Watkins sagte zu Masao: »Mr. Davis ist unser Chef-Ingenieur.«

»Haben Sie schon mit Elektronik gearbeitet?« fragte Davis.

»Ja, Sir.«

»Können Sie einen Schaltkreis zusammensetzen?«

»Natürlich, Sir.« Masao fühlte festen Boden unter den Füßen, denn hier ging es um etwas, das er verstand und liebte. Er sprach langsam und gab sich Mühe, die technischen Ausdrücke korrekt aus dem Japanischen ins Englische zu übersetzen. »Man beginnt mit einer leeren Platte. Dann wird der gewünschte Schaltkreis photographisch aufgebracht, und die Elemente werden auf die Platte montiert. Dies sind Transistoren, Widerstände und integrierte Minischaltungen. Die Platte wird in ein Säurebad getaucht, wo alles Überflüssige weggeätzt wird. Dann …«

»Halt!« Mr. Davis hob die Hand. Er drehte sich zu Watkins um. »Er versteht nicht nur etwas von der Sache – in ein paar Monaten wird er sich um meinen Job bewerben. Viel Glück, mein Junge.« Und damit ging er.

Watkins sagte zu Masao: »Mir scheint, du hast den Job gekriegt.«

Masao spürte, wie ihm das Herz aufging. »Vielen Dank, Sir.«

»Wir brauchen jemand am Montageband. Der Lohn ist 250 Dollar die Woche, für den Anfang.«

Masao rechnete den Betrag in Yen um. In einer Woche konnte er genug verdienen, um nach Kalifornien zu fahren!
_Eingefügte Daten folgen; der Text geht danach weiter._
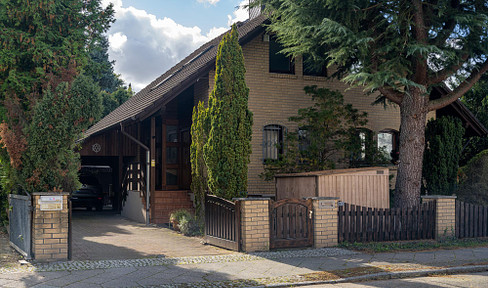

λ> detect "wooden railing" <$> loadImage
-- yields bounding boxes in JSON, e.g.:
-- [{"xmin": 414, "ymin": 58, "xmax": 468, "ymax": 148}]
[
  {"xmin": 338, "ymin": 202, "xmax": 435, "ymax": 242},
  {"xmin": 205, "ymin": 195, "xmax": 241, "ymax": 251},
  {"xmin": 456, "ymin": 201, "xmax": 488, "ymax": 238}
]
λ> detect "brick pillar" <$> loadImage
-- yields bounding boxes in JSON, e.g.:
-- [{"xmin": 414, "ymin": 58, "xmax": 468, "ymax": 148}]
[
  {"xmin": 307, "ymin": 197, "xmax": 339, "ymax": 248},
  {"xmin": 422, "ymin": 195, "xmax": 456, "ymax": 240},
  {"xmin": 236, "ymin": 198, "xmax": 270, "ymax": 252},
  {"xmin": 32, "ymin": 193, "xmax": 69, "ymax": 261}
]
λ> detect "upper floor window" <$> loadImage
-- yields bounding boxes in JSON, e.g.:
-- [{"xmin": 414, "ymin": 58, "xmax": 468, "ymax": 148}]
[
  {"xmin": 378, "ymin": 129, "xmax": 399, "ymax": 162},
  {"xmin": 269, "ymin": 37, "xmax": 295, "ymax": 74},
  {"xmin": 263, "ymin": 125, "xmax": 285, "ymax": 161},
  {"xmin": 302, "ymin": 55, "xmax": 327, "ymax": 77}
]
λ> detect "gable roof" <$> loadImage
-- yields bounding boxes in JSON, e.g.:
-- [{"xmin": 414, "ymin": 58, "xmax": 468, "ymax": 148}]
[{"xmin": 84, "ymin": 15, "xmax": 267, "ymax": 138}]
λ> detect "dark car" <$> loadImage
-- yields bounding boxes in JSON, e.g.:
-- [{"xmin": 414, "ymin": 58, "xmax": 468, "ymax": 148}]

Watkins unterbrach seine Gedanken: »Ich brauche noch deine Versicherungskarte.«

Masao starrte ihn verständnislos an. Er hatte keine Versicherungskarte! »Ich … äh …« Masao überlegte blitzartig. »Die ist bei meinem Vater. Und der ist gerade verreist. Ich bringe sie mit, wenn er wieder zu Hause ist.«

Watkins zuckte die Schultern. »Okay. Komm jetzt. Ich bring dich zu deinem Arbeitsplatz.« Er musterte Masaos Gesicht. »Du hast noch nie bei uns gearbeitet, oder?«

»Nein, Sir.«

»Komisch«, sagte Watkins. »Dein Gesicht kommt mir verdammt bekannt vor.«

Und Masao spürte, wie ihn die Angst erneut durchzuckte.

Von innen war die Matsumoto-Fabrik geräumig und sauber, und es herrschte emsige Geschäftigkeit. Normalerweise wäre Masao stolz darauf gewesen, daß all dies das Werk seines Vaters war. Diese Menschen verdankten Yoneo Matsumoto ihren Arbeitsplatz; aber daran durfte Masao jetzt nicht denken. Dies war für ihn keine Fabrik – es war ein zeitweiliges Versteck für ihn, ein Zufluchtsort.